Los mejores recuerdos de mi infancia siempre involucraron el mundo del toro. Desde las faenas camperas, innumerables corridas, 23 asambleas de ganaderos, e incontables anécdotas en la ganadería, que aunque siempre terminábamos entre risas mi padre y yo, tenían un poquito de peligro. Mi padre siempre trato de inculcarme el amor incondicional al rey de la fiesta, el respeto total y la disciplina, tiempo y cariño que conlleva ser ganadero. Siempre me dijo que había sido su sueño y que realmente, nunca iba a dejar de serlo.

Hay una anécdota que siempre cuento y creo es de las más bonitas que tengo en el campo. Estaba viendo los novillos con mi papá en uno de los potreros, íbamos en una pick-up S10 que teníamos en ese entonces, íbamos muy lentamente viendo pastar una novillada. De pronto, le comenté a mi padre: “Papi, con cuidado, que creo que ese novillo podría arrancarse”. Mi padre solo me dijo que sí, pero muy confiado el, siguió manejando por donde estaba aquel novillo cárdeno oscuro. Luego de unos minutos, pasamos tan tan cerca, que aquel novillo, efectivamente, se nos arrancó. Lo único que podía pensar era en el peligro y en lograr zafarnos de aquel momento, ya que para nuestra mala suerte, el novillo logro embestir aquella pequeña pick-up blanca, sin repercusión alguna.
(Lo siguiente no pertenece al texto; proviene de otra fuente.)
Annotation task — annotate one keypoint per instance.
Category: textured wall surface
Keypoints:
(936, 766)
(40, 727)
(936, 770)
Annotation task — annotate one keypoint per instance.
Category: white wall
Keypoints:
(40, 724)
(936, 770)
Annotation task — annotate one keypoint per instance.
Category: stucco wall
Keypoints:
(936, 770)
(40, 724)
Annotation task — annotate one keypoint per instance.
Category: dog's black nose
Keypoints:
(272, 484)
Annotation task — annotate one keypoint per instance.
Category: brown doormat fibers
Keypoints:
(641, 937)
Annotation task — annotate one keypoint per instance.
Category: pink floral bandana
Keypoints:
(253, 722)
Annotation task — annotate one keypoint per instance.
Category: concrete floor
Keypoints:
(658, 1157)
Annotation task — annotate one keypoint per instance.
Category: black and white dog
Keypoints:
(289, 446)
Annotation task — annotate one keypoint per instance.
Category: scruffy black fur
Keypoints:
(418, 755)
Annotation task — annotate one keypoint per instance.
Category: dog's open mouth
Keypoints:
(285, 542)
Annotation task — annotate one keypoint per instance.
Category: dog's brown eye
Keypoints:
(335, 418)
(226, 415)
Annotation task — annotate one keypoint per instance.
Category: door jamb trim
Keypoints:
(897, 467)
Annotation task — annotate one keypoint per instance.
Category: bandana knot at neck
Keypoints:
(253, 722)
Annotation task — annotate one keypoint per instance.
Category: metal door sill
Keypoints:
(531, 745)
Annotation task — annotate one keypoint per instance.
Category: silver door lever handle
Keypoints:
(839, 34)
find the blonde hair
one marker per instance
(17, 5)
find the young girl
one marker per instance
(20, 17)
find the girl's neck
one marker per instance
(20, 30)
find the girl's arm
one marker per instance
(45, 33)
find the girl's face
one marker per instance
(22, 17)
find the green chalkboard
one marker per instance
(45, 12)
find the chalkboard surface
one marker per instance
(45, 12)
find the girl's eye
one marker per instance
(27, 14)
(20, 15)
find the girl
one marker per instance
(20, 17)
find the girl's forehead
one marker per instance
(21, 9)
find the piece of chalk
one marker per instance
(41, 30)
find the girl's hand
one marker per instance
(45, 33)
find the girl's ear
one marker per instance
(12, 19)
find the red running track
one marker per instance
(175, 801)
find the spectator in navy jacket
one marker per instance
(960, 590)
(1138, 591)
Después de pasar al siguiente potrero, mi padre y yo estabamos muertos de risa y yo solo le decía “¡le voy a decir a mi mama!” y mi padre solo se reía. Cuando llegamos a casa, claro, le conté a mi mamá y mi papá le decía: “Mary, es que rejoneamos con la camioneta”, y mi mamá muerta de risa pero al mismo tiempo, consciente del peligro que habíamos pasado, solo nos regañó a mi padre y a mí. Después de tiempo, volvimos a hacer lo mismo, simplemente porque nos gusto la sensación de adrenalina a mi papi y a mi.

Puedo decir que soy una persona normal, sin traumas o problemas psicológicos a raíz de la tauromaquia. Al contrario, puedo decir que es un mundo lleno de valores, valores que se han perdido en la sociedad actual y que, para cómo se ve esto, veo complicado que muchos de esos valores regresen. Puedo decir que viví una infancia plena y feliz, corriendo en el campo, disfrutando cada tienta y simplemente siendo yo.

Hoy, a mis 24 años de edad y desde los 12 años viendo toros conscientemente, puedo decir que ha sido lo mejor que me ha pasado. Que cada faena campera la disfruto como si fuera la primera, que cada que vamos a lidiar la ilusión y la responsabilidad es la misma. El campo me ha dado las mejores experiencias de mi vida y nunca me arrepentiré de haber nacido en la familia que nací.

Hoy puedo decir, que el sueño de mi padre ha sido y será tan autentico, que termino siendo tan mío. Que el simple hecho de despertar y proyectarme como ganadera de La Muralla, es simplemente lo mejor de mi vida. No somos una ganadería con 100 años de antigüedad, pero puedo decir con mucho orgullo que La Muralla ha sido formada con el mismo cariño, pasión y entrega que cualquier otra ganadería.